Closed this issue 10 months ago · 1 comments

Hi folks.
We have been running one instance graph-node without having dedicated nodes, i.e. all components(indexer, query, and ingestor in one node). To realize HA, we are gonna run multiple instances of the current graph-node following this doc https://thegraph.com/docs/en/operating-graph-node/#multiple-graph-nodes.
It is said that we have to deploy only one block ingestor to avoid multiple polloing the chain head. But i can see that this helm chart allows multiple replicas configurable for ingestor node group also.
So my questions are

Is it ok to run multiple ingestors?
Without differentiating instance roles like ingestor, index, query node, can we just replicate instances each of which includes all components?
If we deploy instances per a node group, Which group should be mostly replicated?
other recommendations for graph node HA
Thanks.

Answer 1 · 2023-11-01T18:03:03.000Z

sorry for the delay in answering this one @josedev-union

You really only want one ingestor, as even if it would be ok to run multiple nodes ingesting to the same database that would just add overhead for no benefit. One ingestor only, but you can set those per chain (different nodes being the ingestor for different chains). If you want HA in ingesting, you should look into having parallel stacks with independent databases, each running a single ingestor per chain.
You can have all your nodes be both indexing and serving queries, and you can replicate those as much as you want. The ingestor as covered before needs to be just one. Separating the indexing / queries roles is a matter of optimization, scaling, use-case and there is no single right answer.
Here really depends: are you concerned with scaling and latency, in a scenario where you are interested in indexing just a bit of data (say, a single subgraph) but serving a very big load of queries to it? are you most concerned with HA at indexing and always having fresh data (up to chainhead, no stale data that is many blocks behind), etc.

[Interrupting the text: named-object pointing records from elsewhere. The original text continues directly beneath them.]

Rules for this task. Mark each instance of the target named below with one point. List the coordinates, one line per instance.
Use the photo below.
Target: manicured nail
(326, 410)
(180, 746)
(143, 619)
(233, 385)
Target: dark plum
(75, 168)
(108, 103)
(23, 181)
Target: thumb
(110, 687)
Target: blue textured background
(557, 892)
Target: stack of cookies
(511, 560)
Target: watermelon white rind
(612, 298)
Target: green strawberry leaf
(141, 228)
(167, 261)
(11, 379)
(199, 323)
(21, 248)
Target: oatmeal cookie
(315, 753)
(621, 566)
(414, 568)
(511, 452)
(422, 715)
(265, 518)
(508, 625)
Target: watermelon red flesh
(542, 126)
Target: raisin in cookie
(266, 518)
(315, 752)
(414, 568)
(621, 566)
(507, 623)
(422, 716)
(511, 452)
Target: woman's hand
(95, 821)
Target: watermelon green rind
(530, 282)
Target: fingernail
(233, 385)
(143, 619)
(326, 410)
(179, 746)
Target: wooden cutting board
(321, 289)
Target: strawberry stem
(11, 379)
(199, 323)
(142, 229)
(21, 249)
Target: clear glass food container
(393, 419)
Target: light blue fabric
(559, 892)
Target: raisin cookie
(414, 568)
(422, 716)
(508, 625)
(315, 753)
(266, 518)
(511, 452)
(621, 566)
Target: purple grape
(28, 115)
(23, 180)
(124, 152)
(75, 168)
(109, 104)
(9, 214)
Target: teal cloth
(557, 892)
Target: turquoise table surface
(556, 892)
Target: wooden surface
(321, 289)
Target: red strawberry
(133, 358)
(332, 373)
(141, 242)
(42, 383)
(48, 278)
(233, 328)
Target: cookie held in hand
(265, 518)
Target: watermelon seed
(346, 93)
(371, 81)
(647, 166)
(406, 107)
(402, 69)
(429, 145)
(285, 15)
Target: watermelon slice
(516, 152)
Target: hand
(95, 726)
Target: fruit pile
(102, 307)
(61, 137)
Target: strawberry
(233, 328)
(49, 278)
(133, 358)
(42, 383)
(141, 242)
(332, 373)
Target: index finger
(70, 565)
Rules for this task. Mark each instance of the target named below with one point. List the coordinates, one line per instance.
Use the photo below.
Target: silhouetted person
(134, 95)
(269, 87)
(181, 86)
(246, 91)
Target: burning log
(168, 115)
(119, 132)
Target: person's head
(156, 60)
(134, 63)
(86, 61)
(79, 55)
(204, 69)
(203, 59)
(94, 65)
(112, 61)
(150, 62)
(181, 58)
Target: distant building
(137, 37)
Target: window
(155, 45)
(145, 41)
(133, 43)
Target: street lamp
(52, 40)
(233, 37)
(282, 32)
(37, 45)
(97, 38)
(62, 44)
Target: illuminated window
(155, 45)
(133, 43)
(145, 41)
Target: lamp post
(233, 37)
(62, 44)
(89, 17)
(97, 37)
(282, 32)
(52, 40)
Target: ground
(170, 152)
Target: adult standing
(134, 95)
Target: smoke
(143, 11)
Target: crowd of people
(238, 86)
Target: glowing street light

No single answer to this one :) But typically indexing is the most resource-demanding of those tasks especially if you'll be indexing multiple subgraphs.. so it's easier to be forced into having to scale indexing because of resources. Querying, unless your use-case does do an awful lot of queries, you'll probably be scaling it more for a question of HA than because you are exhausting a single node's resources serving queries. You will also be looking into how to achieve HA at the database level, and scaling it for performance (sharding), which the stack supports well.
Take a look at the proxyd chart as well, for an RPC proxy. I assume you'll also be running archive nodes, as indexing off commercial services becomes quite expensive quite quickly, and that would be a valuable tool in terms of having HA on your RPCs. Stay in touch and if you haven't done so, consider joining us at Discord where there is a whole community that will be glad to answer any questions like that and more!

Again, sorry for such a late reply :)